To the degree illegal aliens are poor in comparison, not with their comrades back home, but with communities in their new country, is to the degree anyone would be so, who does not know the language, does not have legal sanction and does not have a high school diploma. Racism plays little, if any, role. To remedy all three as quickly and painlessly as possible, one would of course support making speaking English optional, making being legal superfluous, and making diplomas mere certificates rather than proof of rigorous years of education.
To the degree one is poor, is to the degree all unskilled laborers are in a terrible recession, and to the degree any immigrants would be, who, on limited wages, in aggregate send back a collective $25 billion home in remittances.
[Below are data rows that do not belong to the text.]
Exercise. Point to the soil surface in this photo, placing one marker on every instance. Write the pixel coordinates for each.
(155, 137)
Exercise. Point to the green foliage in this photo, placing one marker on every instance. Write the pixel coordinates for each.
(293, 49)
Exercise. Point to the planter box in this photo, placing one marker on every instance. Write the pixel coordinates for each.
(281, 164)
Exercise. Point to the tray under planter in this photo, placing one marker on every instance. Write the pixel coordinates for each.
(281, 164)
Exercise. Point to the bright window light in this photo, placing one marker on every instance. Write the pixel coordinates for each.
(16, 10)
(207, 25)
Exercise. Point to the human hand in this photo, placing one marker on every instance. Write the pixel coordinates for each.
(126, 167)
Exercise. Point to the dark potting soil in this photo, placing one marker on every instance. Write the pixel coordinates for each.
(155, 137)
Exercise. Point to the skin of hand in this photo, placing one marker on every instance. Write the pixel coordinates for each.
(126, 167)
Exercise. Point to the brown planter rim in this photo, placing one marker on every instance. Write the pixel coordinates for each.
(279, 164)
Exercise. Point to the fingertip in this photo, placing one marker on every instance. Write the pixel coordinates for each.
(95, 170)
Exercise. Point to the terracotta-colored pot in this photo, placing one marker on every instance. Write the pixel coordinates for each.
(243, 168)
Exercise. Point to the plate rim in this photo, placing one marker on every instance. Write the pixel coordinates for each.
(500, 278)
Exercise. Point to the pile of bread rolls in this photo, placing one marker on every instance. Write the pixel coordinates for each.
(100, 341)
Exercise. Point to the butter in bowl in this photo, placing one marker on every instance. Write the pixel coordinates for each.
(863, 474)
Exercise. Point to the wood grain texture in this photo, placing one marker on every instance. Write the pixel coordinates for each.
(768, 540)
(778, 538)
So what is illegal immigration? For most, it is a desperate attempt by the poor of Latin America to find a better life in America, made all the more attractive because postmodern America has no confidence in its institutions and thus asks little of its immigrants in accepting our own culture.
And for Us, the Hosts?
For the corporation it is a way to profit, masked in libertarian apologetics, of letting the market adjudicate labor costs without government interference.
For the racial tribalist it is payback for the Mexican War of two centuries prior.
For the liberal machine, it is an instant way through serial amnesty to hook a block constituency and redraw the electoral map of the American Southwest.
For the postmodernist, it is a way to accelerate the end of the old melting pot and to substitute a salad bowl of constantly competing ethnic and tribal interests that can be united under elite liberal guidance to thwart the entrenched interests of supposedly corporate and nativist-run America.
The problem I think right now for the liberal cause is not just the Tea Parties. Rather, tens of millions of Americans have tuned out the sermons, and no longer believe much of what they are told. They clearly do not care for the moral lectures that they are subjected to. Instead, they suspect that their self-appointed moral censors are either self-interested or disingenuous — or worse still.
So how odd: we live in an age of untruth in which millions privately shrug and nod at the daily lies of our elites.